Saturday 4 April 2009

St David’s Ward—Chapter One

St David’s was the first city ward I attempted to transcribe. Although I had done a lot of transcribing before, including both the 1851 and 1861 censuses for York Township, tackling a census form which individual families had filled in was definitely a new process. Reading writing styles which changed from page to page was one challenge, understanding how different people interpreted the instructions was another.

St David’s stretched from Jarvis Street east to the River Don and from King Street East to Bloor, or “the Second Concession”. The southern part of the ward was densely populated but the number of houses in the quarter east of Ontario Street and north of Queen was definitely less. North of Gerrard Street there were even less people. It is hard to imagine this area as thinly populated as it was in the early 1860s. Today we know much of it as Regents Park, where two or three large schemes of urban renewal have taken place during the 20th century to improve the quality of residential accommodation left from earlier times.

The street names were not methodically added to the forms by the enumerators, and this has made it difficult to establish the boundaries of the six divisions into which the ward had been divided. It has also been very difficult to identify families in the Caverhill (1859) and Mitchell (1863) Directories because so many people moved so much during those 4 or 5 years.

Most people had many fewer possessions than we do. It was simpler to rent a house than buy one; leases may have been unknown and a mortgage was probably out of the question for most families. Moving house was probably a much simpler proposition for them than it is for us.
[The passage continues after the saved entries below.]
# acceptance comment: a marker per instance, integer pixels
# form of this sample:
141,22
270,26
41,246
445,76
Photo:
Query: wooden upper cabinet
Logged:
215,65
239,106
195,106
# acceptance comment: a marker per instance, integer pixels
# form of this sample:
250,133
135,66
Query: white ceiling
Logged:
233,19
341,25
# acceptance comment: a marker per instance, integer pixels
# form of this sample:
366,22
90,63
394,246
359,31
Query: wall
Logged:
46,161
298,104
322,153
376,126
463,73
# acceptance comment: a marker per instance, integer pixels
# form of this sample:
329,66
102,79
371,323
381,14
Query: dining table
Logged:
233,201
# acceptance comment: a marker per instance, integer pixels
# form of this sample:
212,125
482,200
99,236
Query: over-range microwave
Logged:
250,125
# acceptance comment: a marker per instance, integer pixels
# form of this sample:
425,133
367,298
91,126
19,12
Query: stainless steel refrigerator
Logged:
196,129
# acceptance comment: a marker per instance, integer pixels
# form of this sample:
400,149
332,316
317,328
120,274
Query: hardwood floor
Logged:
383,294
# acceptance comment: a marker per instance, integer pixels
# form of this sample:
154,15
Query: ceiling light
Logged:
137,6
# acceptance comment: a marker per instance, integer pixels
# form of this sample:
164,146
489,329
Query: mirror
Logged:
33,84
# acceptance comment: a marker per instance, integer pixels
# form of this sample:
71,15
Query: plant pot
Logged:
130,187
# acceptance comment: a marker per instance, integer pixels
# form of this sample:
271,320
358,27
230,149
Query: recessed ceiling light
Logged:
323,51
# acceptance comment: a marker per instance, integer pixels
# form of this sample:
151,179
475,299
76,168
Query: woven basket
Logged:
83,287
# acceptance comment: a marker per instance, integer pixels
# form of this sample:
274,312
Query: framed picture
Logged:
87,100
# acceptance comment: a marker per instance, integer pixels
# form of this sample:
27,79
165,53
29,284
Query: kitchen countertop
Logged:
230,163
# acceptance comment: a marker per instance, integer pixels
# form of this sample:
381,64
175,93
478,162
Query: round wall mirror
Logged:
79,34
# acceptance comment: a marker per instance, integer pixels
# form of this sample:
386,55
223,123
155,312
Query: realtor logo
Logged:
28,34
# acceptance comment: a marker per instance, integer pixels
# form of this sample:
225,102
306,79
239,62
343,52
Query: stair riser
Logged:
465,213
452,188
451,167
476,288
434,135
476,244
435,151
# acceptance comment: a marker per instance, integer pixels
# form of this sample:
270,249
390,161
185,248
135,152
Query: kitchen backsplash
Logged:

Recently I decided for the nth time to see if I could figure out where all the streets were where the enumerator had not put them on the individual schedules. I had tried to do this before, but usually hit upon an operation that took so long that I never found the answer. This time I took my Access database and made a query asking for a list of the number of households on each street within each Division. I transferred the list to a spreadsheet and sorted the list by division and then by street. What do you know--most of the households without an address were in Division 3, something I hadn’t realized before.

I made a copy of a map that I had scanned from Toronto in the 1850s and, using a free image-enhancing software package called Paint.net, I outlined the five divisions for which I had streets. Presto! Division 3 was the empty space. And what an important one. The western boundary was Jarvis Street, the eastern one Parliament, the south Queen East and the north, Gerrard—the territory many families were moving into as they found their circumstances becoming more comfortable.

This is only the beginning of the story of St David's Ward. Chapters Two and Three are on their way.